Time to move to a flat tax

WHEN Brian Cowan cut the top rate of tax from 42 per cent to 41 per cent there were the usual howls that only the rich would benefit.

The truth is that it won’t make that much difference because the rich pay the amount of tax they want anyway which will be near what they think they can get a way with.

Did you know that there are people in this State earning over a million euro a year who pay absolutely no tax at all. 

Nada. Zilch. Not a bean. And it’s perfectly legal.

The way this works is that the rich put their money into tax incentive schemes like urban renewal, living over the shop, holiday homes, etc. They keep investing and writing off their earnings against these tax reliefs.

Now I don’t want to wave wild allegations about but all this happens with their visible earnings. They, of course, can employ accountants to make their earnings as invisible as possible. Still within the law.

What can you do?

You could end the incentive schemes, as indeed Brian Cowan has promised to do. But at the same time there’s always a sector or scheme which manages to plead poverty like the film industry. I’ve no belief that tax incentive schemes will ever be abolished.

You could put up tax rates until even the rich can’t avoid them. What happens then is that legal avoidance becomes illegal evasion and the culture and the accompanying options spread like wildfire.

We’ve been there.
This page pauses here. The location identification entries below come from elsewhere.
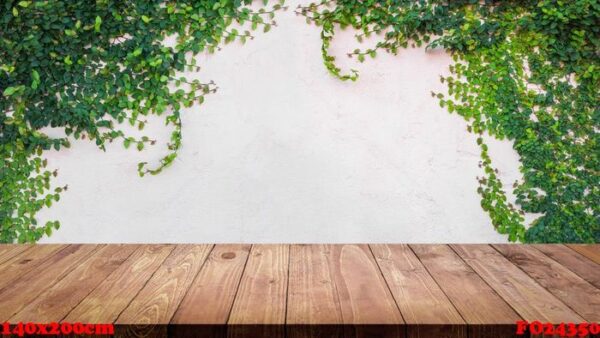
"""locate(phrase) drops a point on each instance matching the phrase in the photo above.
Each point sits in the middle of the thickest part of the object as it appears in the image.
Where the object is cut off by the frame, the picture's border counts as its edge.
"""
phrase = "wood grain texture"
(313, 304)
(365, 300)
(571, 289)
(591, 251)
(56, 302)
(424, 306)
(582, 266)
(24, 262)
(344, 290)
(27, 288)
(527, 297)
(210, 297)
(484, 311)
(260, 303)
(109, 299)
(8, 251)
(157, 301)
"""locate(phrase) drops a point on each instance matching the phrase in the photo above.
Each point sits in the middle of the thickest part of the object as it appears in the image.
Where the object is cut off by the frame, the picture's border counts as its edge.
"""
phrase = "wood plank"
(56, 302)
(425, 308)
(591, 251)
(571, 289)
(22, 263)
(27, 288)
(484, 311)
(367, 305)
(528, 298)
(157, 301)
(574, 261)
(109, 299)
(313, 304)
(210, 297)
(260, 303)
(8, 251)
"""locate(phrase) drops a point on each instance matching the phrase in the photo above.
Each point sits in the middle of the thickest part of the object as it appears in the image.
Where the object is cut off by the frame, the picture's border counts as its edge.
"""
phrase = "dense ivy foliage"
(528, 71)
(89, 67)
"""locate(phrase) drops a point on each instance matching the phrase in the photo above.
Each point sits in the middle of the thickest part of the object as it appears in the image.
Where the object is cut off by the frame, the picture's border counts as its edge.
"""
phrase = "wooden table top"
(301, 290)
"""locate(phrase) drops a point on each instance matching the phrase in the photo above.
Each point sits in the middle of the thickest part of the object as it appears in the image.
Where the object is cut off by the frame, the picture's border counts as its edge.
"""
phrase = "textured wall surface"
(286, 153)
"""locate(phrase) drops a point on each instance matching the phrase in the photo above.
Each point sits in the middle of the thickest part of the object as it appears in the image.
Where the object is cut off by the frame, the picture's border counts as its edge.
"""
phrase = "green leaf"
(97, 23)
(9, 91)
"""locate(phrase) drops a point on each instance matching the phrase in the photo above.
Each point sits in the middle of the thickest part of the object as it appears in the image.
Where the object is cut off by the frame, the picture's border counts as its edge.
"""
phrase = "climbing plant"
(527, 71)
(89, 67)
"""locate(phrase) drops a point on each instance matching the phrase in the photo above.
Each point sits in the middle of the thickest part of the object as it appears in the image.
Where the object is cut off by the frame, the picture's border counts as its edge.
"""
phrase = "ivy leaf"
(35, 79)
(9, 91)
(97, 23)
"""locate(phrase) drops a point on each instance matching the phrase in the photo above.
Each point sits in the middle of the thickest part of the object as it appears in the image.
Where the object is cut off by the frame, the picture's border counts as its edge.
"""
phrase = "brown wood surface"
(26, 261)
(365, 299)
(313, 304)
(56, 302)
(109, 299)
(485, 312)
(571, 289)
(211, 295)
(261, 298)
(591, 251)
(528, 298)
(27, 288)
(571, 259)
(157, 301)
(422, 303)
(301, 290)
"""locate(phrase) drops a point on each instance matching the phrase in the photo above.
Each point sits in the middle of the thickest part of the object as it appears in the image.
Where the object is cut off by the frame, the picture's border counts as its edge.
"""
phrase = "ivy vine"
(527, 71)
(89, 67)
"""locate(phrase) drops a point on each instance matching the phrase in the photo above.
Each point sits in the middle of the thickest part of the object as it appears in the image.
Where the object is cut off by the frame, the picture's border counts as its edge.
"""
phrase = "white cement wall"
(284, 152)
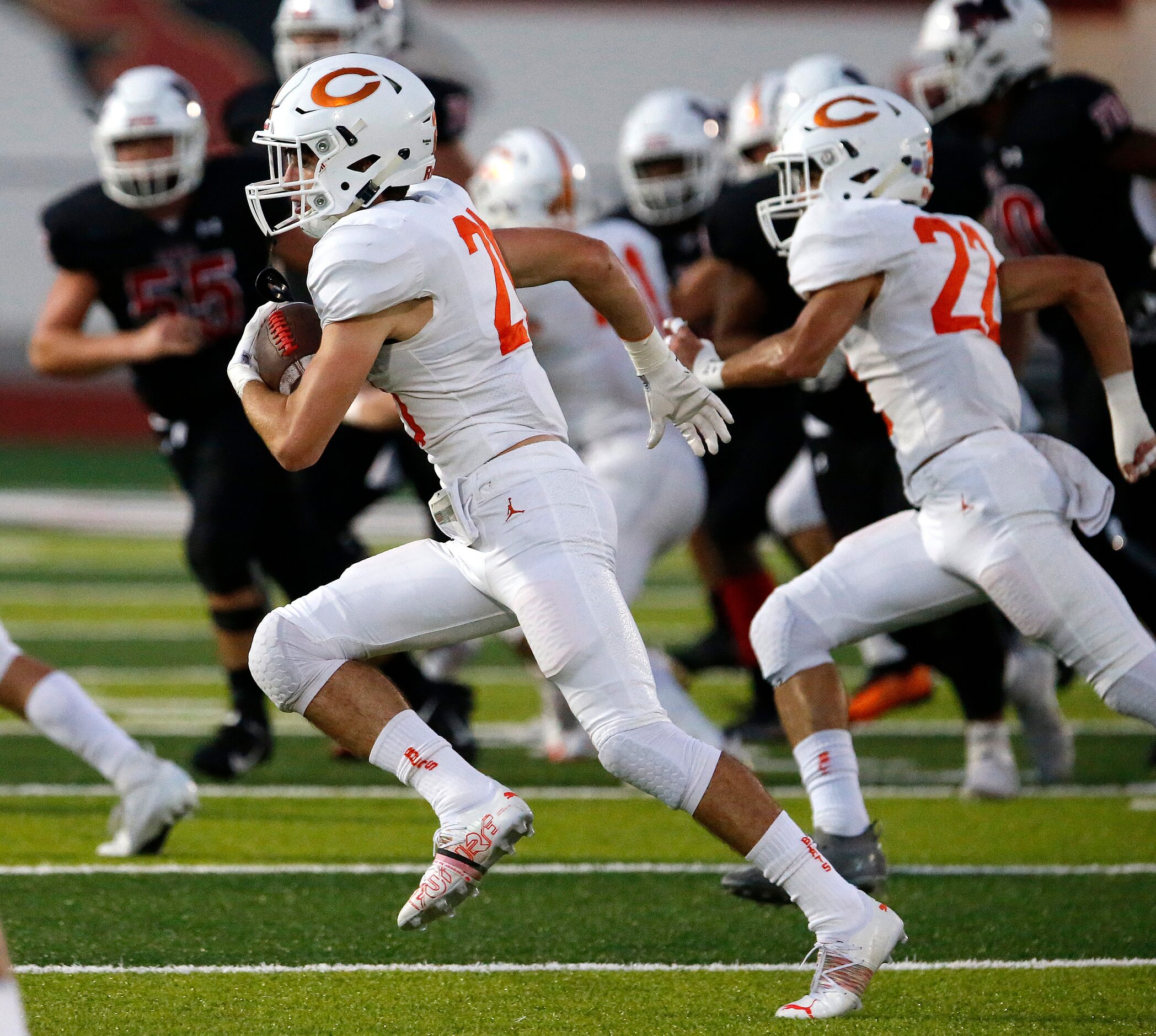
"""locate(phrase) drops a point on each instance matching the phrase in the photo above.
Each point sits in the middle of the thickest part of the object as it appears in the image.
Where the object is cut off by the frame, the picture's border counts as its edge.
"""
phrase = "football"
(285, 345)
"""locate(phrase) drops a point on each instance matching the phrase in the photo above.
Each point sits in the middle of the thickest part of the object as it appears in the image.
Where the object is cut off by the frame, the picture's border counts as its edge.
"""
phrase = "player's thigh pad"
(658, 495)
(546, 536)
(879, 579)
(8, 651)
(415, 596)
(663, 761)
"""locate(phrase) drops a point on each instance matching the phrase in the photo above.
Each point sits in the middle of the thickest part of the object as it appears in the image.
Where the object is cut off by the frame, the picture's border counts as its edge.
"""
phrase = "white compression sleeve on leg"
(661, 761)
(830, 774)
(789, 858)
(1134, 694)
(61, 710)
(12, 1011)
(424, 760)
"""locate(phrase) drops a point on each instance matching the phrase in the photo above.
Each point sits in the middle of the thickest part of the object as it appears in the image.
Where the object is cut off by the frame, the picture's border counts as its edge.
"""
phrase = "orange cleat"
(881, 695)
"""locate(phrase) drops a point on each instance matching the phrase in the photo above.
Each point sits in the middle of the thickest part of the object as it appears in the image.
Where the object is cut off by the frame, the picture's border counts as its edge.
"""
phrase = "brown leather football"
(285, 345)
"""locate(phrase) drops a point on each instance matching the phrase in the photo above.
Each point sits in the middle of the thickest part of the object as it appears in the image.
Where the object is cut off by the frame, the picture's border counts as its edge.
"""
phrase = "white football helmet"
(530, 178)
(671, 157)
(970, 51)
(366, 122)
(809, 78)
(848, 142)
(753, 125)
(363, 27)
(147, 102)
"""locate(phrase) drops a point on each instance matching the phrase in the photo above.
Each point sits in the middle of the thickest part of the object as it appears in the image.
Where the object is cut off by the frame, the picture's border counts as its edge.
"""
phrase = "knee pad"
(661, 761)
(8, 651)
(288, 665)
(786, 641)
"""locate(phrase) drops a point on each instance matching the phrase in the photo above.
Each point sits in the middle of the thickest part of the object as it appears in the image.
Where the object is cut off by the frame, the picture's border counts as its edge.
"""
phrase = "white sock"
(59, 709)
(12, 1010)
(426, 761)
(789, 858)
(682, 709)
(830, 774)
(1134, 694)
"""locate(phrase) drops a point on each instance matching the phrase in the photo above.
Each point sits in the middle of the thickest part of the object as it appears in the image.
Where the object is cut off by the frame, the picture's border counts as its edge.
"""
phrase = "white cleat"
(848, 964)
(463, 852)
(991, 772)
(158, 796)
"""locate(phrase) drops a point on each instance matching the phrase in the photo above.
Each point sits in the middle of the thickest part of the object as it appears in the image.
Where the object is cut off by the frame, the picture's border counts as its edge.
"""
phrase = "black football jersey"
(248, 110)
(1052, 189)
(682, 244)
(205, 265)
(957, 170)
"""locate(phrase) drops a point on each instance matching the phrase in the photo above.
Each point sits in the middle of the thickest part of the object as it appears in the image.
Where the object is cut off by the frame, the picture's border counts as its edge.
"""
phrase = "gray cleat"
(858, 858)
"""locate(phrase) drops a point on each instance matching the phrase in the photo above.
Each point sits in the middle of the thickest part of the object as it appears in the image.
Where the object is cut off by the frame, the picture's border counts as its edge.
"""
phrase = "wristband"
(649, 354)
High income taxes don’t work for anybody and it’s usually the workers who end up paying them. The wealthy can always find a way around it. Not only that but we found out to our cost that over-taxing work is a disaster. 

At the other end of the tax spectrum we have the minister boasting about all the low paid who pay no income tax. This is true as long as you buy the implication that they are not paying tax.

Which is nonsense. We have one of the highest rates of VAT in the EU. Furthermore we have huge duties on tobacco and alcohol on which poorer people spend a much greater proportion of their income on.

So the whole income tax system is a bit of a three-card-trick. Most people don’t actually know what percentage of their income they pay in tax.

The best way around all this would be to levy a flat tax of around 20 per cent. This would apply to all income from the first euro to the last. This would increase the incentive to work for most middle earners who wouldn’t have to face being hit with a 40 cent in the euro rate.

Low earners could be compensated through the social welfare system and high earners could be offered interest or other gains for investing in specific industries.

We would have an income tax system which would be open, transparent and very easy to administer. Many Eastern European countries have implemented flat taxes without the sky falling in. We should give it a try.